Sitemap snippet/package that crawls?

I have a website with a large publications section, where resources link to PDF documents that have been uploaded to the server, and it would be nice to find a MODX way to generate a simple XML sitemap that includes those PDF documents plus the resources that correspond to web pages, excluding the usual suspects like the 404 page, etc. I have found a couple of MODX packages (Sterc’s SEOTools and pdoSitemap, but cannot see if they actually crawl the site so that the PDF documents are included, or if they just list the resources.

Is there a script that crawls (assuming crawling is necessary to fetch the PDFs)?

Does it also update itself automatically, or does it need to run manually by viewing the resource that calls the script?

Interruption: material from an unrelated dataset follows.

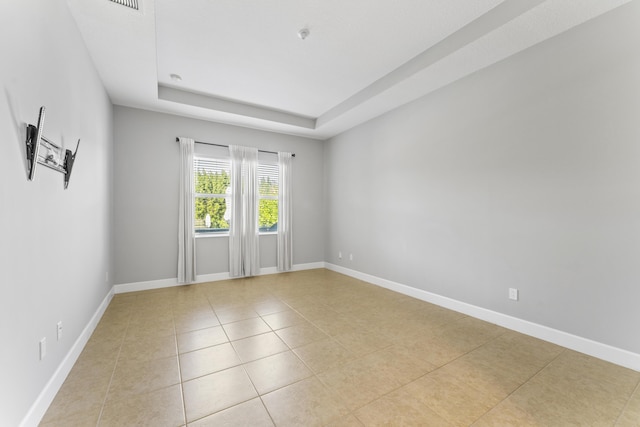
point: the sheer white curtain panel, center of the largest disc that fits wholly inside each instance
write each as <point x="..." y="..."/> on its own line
<point x="186" y="233"/>
<point x="244" y="255"/>
<point x="285" y="235"/>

At the moment, I am using Tristan Goossens PHP script, which seems to work, although only manually, but it feels like a terrible kind of disloyalty:

You can have multiple sitemaps and you just have to create a sitemap with the snippet, that lists the PDF files.

1 Like

Thank you for that suggestion. I did not know that a chap could have multiple xml sitemaps for one website. And I find the approval and the mechanics here:

So I guess (hesitantly) that the workflow would be to set up two resources, one with a getResources call that lists the pages drawn from the resources, and a second with a getResources call that lists the PDF URLs that are contained in the PDF template variable on each publication resource.

Will try to just have one XML file from only one snippet that crawls all links and lists all PDFs, etc., Tristan’s solution reducing his three files to one snippet.